Overall, the studied fluvial-channel belts point to significant morphodynamic complexity and geomorphic variability, challenging the assumption that all pre-Silurian rivers shared poor channelization and low sinuosity. Observed channel bodies also have width:thickness ratios strongly overlapping with those of rivers postdating the rise of vegetation. In both wandering- and braided-channel belts, complex patterns of channel migration, bar accretion, and dissection were the result of co-acting processes such as development of transverse-velocity zones within the channels, local paleoflow disturbance induced by depositional topography, and avulsion. In concert with the regional extent and paleoflow, and increasingly distal character of correlative stratigraphic units towards the northwest, the magnitude of the observed trunk-fluvial channels is consistent with a mature drainage capable of transecting the Laurentian craton over thousands of kilometers.

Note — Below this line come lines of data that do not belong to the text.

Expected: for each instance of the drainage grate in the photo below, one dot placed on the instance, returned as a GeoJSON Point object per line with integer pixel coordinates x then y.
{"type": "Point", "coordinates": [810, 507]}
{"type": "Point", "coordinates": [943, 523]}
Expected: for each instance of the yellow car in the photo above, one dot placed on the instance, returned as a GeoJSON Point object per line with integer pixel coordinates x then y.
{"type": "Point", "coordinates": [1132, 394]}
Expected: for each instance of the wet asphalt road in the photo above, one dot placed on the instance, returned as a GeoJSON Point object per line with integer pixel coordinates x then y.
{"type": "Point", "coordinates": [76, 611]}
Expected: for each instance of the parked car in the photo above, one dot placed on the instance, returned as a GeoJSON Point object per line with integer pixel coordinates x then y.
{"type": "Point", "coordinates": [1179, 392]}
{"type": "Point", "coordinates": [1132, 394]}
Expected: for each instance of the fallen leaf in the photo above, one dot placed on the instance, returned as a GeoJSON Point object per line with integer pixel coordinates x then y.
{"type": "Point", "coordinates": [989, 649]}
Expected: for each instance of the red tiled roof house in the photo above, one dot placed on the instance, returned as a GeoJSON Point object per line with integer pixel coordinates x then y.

Summary(Plain Language Summary, not published)
The Nelson Head Formation is a ~1 billion year-old fluvial to shallow-marine sandstone deposit exposed at several sites in the western Canadian Arctic. Spectacular canyon exposures along the modern Brock River, Northwest Territories, offer a rare opportunity to study the deposits of rivers, which existed before the appearance of land plants on Earth. We analyze the sedimentology, 3D architecture and depositional evolution of 16 stacked river-channel deposits at this site, demonstrating a variability in fluvial depositional style much greater than that previously portrayed for Precambrian rivers.